More blessings than sorrows

We talk to people and in doing so we find that they become real and have more depth and heart ache than we can imagine. Getting to know people is like finding new things out about the world and myself, through their words. This is what I like about being here, living and breathing.

I was a healthy child most of the time, some allergies and lots of scrapes and bruises. I didn't start getting chronically ill until Grad school, in my mid twenties. I blame a lot of my health problems on the caustic materials I chose to make my art out of. I liked painting in oils and working with glass, hot and cold work.

I come from a long line of educated people, people in education and artists all the way back to the Hummels in Germany. My mother and Grandmother were both artists, my mother still is. My father is a professor, my brother too and I was before having children. I hope to get back to it some day, but I don't want to miss a second with my little ones. I do the odd mural and some Computer Graphic work. We have a nice house and great neighbors.
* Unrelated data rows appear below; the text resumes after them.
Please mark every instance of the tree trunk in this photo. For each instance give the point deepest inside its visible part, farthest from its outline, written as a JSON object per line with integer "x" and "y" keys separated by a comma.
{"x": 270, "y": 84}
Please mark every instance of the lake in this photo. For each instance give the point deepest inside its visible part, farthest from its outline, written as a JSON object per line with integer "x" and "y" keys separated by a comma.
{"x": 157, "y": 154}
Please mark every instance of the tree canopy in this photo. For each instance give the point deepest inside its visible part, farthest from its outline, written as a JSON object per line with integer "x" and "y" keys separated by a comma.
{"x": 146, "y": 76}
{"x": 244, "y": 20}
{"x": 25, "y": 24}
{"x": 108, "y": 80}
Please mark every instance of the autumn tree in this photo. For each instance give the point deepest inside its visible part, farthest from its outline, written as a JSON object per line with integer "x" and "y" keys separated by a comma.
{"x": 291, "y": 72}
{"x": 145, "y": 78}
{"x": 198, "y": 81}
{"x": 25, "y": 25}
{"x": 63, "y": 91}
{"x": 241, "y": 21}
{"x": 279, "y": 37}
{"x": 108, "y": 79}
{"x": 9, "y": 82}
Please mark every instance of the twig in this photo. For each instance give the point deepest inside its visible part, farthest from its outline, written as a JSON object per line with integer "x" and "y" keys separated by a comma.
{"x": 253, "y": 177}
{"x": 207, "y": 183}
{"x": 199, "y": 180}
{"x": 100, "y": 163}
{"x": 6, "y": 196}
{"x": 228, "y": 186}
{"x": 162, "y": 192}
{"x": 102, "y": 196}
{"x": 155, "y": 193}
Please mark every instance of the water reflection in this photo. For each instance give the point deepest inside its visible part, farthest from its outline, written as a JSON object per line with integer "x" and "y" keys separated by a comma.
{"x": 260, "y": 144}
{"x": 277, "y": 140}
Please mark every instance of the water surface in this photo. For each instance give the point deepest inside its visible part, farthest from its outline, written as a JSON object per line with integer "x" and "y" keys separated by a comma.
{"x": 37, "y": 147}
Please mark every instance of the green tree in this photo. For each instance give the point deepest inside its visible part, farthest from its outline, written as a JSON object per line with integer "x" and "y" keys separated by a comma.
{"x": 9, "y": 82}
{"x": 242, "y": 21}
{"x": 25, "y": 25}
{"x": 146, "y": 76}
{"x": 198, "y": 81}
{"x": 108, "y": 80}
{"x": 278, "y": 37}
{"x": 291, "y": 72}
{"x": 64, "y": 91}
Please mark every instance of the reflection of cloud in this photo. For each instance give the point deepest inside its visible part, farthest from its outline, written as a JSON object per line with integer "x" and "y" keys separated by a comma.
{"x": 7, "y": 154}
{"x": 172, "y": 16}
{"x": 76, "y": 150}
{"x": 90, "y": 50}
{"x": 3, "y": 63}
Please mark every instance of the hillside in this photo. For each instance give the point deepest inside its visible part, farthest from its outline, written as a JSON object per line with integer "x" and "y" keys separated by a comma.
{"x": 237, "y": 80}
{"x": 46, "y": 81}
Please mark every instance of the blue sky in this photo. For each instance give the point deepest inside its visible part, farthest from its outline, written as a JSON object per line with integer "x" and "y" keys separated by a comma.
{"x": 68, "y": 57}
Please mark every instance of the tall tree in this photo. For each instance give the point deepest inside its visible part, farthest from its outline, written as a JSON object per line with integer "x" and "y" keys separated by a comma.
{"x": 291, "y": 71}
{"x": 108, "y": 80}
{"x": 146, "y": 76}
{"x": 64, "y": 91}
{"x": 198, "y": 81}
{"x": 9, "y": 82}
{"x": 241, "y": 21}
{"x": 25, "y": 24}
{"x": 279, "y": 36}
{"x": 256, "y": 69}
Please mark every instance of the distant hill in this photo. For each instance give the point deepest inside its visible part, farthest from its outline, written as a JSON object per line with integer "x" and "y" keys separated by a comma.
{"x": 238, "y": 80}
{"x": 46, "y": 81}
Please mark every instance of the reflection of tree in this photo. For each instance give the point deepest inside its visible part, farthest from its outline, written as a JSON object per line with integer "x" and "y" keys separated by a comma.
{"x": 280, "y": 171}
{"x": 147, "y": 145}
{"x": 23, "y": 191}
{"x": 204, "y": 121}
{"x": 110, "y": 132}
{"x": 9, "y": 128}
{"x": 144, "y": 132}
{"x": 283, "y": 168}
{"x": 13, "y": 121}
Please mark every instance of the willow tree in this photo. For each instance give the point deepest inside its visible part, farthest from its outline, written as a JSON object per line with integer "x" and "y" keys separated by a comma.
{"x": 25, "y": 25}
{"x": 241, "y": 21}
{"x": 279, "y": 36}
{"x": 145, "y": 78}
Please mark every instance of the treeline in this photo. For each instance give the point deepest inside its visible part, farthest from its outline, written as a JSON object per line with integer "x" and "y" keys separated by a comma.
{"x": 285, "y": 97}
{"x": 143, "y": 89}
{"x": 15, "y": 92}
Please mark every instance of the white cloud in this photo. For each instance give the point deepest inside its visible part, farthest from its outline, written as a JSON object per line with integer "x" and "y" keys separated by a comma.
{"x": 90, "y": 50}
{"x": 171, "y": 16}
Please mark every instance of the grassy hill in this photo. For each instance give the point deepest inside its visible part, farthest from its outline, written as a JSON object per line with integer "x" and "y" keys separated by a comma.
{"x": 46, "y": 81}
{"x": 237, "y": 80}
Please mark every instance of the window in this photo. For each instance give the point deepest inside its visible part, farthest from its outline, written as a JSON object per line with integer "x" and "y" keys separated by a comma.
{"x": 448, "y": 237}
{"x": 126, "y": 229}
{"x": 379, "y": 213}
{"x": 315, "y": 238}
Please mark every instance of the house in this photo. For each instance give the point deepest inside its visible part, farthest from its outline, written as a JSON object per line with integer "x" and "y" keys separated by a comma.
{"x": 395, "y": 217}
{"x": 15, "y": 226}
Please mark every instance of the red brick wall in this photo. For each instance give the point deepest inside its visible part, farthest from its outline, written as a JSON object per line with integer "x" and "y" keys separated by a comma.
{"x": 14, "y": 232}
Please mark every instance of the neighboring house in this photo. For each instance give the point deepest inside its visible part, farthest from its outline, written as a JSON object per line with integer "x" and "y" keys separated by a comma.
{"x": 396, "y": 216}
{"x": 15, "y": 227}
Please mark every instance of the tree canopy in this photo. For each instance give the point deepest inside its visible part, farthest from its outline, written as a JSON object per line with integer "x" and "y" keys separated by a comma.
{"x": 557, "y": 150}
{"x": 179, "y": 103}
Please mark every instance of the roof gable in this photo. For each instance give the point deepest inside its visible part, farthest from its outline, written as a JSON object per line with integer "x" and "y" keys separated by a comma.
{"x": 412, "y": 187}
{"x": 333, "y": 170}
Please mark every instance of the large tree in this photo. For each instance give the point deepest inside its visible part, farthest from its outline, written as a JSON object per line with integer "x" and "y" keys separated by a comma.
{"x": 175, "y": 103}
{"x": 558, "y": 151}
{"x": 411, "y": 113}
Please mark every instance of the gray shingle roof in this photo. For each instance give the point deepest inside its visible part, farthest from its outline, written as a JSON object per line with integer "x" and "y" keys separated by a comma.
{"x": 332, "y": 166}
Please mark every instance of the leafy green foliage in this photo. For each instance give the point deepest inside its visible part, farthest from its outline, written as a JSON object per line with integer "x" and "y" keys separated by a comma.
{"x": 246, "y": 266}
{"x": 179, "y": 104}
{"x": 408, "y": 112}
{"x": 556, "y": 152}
My past health issues have included Graves disease (Hyperactive thyroid), Thyroid Cancer, Ovarian Cysts, Endometriosis and Asthma. Most of these are common and genetic in my family. This past March (2007) I was diagnosed with Multiple Scleroses. I found through my Mom, this is also part of my family history.

I wish I could go back. Back before the word pale spots came out of the mouth of an ER Doctor and started ringing through my brain. Pale spots, pale areas, dead spaces, demyelization, autoimmune disorders, MS. My son proudly walks up to people and says, "My Mom has MIS." And I have to laugh. He doesn't even know how to spell it's acronym.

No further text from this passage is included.